No. A chair is a label we attach to an object which is, and of itself. It is only chair due to human interest.Banno wrote:Muddled nonsense.Hobbes' Choice wrote: The quotes are functionless in this instance. As by their use you are implying an objective reality for chair. This misses the whole point.
An object we call a "chair" is still not a chair in China. It is a cleverly constructed wooden object designed for sitting on.

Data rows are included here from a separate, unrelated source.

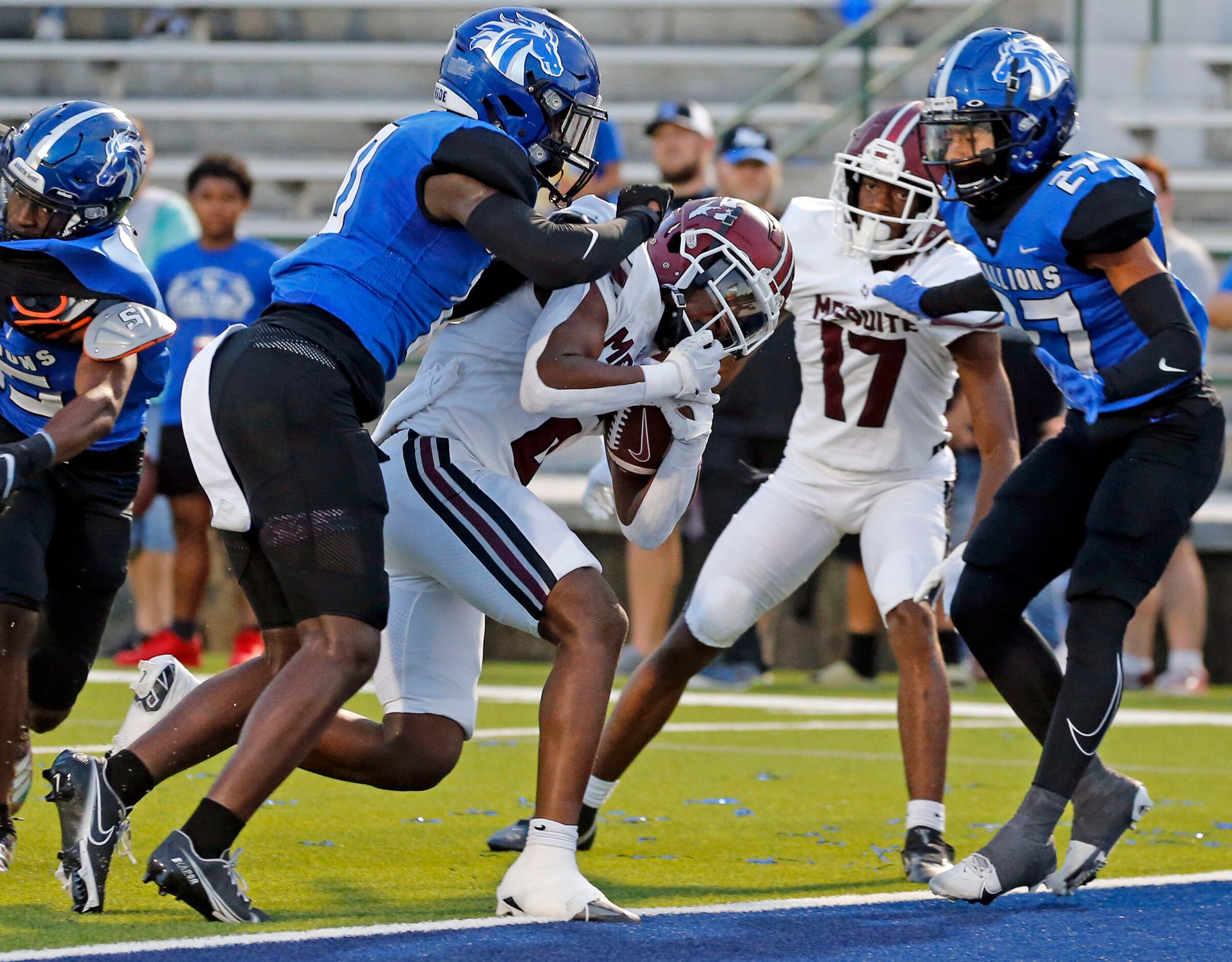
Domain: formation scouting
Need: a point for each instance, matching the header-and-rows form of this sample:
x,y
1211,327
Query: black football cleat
x,y
211,886
93,823
926,854
513,838
8,843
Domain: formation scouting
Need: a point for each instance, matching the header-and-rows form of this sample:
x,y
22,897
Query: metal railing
x,y
869,88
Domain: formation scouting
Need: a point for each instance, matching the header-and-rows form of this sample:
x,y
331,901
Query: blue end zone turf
x,y
1175,922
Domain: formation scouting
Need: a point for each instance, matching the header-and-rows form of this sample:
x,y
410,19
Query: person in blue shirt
x,y
1072,249
208,285
81,352
274,413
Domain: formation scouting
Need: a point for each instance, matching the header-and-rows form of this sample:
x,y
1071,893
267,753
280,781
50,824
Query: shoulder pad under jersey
x,y
123,329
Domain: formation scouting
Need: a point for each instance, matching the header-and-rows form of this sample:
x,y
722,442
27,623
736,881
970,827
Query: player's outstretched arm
x,y
1173,349
992,413
554,255
563,376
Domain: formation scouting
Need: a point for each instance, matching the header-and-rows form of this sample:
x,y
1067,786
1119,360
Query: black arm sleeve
x,y
556,255
959,297
1173,350
1113,217
485,154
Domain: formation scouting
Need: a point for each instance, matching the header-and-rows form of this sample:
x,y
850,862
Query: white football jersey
x,y
875,381
483,409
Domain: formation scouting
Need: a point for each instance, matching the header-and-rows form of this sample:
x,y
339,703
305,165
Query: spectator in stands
x,y
207,286
609,153
747,168
162,220
1181,595
682,142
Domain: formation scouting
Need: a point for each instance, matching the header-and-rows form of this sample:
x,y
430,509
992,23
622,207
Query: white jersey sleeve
x,y
483,410
875,380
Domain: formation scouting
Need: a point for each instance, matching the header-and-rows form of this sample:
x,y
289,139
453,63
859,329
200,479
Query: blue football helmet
x,y
80,162
535,77
1002,104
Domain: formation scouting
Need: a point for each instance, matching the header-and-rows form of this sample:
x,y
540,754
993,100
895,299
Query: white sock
x,y
1185,661
923,812
551,834
598,791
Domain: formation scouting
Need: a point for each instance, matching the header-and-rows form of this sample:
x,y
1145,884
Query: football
x,y
637,439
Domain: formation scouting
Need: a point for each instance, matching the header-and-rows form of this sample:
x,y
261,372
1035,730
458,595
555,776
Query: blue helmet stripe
x,y
45,147
951,58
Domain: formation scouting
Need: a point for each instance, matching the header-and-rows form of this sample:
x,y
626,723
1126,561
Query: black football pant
x,y
1109,501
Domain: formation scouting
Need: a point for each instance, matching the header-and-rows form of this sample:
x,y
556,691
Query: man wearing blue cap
x,y
747,166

All of which sentence would have to have quotes by your rubric. In China that object known in English as a chair is called by another name, but that does not make it chair.
A chair is an object, while "chair" is a word.
I love the statement "In China that object known in English as a chair is called by another name, but that does not make it chair"! So only the English have chairs? You are claiming that the sentence "what is the Chinese word for 'Chair'" is nonsense?
Without people to see it and nominate a word for it, it is just so many atoms.
Only English speakers have chairs, the Spanish have Silla, and entity without an arse to sit on has neither, despite the existence of objects know by the Anglophones as chairs.
And some people without the ability to understand the world, thinks that the world is adjusted for human existence. A person without imagination or discrimination believes that existence is a teleology of human needs.
But some people grow up.
Humans use labels to relate to a function, but they never exhaust the object. You might be a brother, a student, a worker a pedestrian, a son, a shopper. But these are labels, all.
In the same way a chair can be a weapon, or fuel for a fire. These are not want the thing is, but a label we apply to facilitate communication and understanding.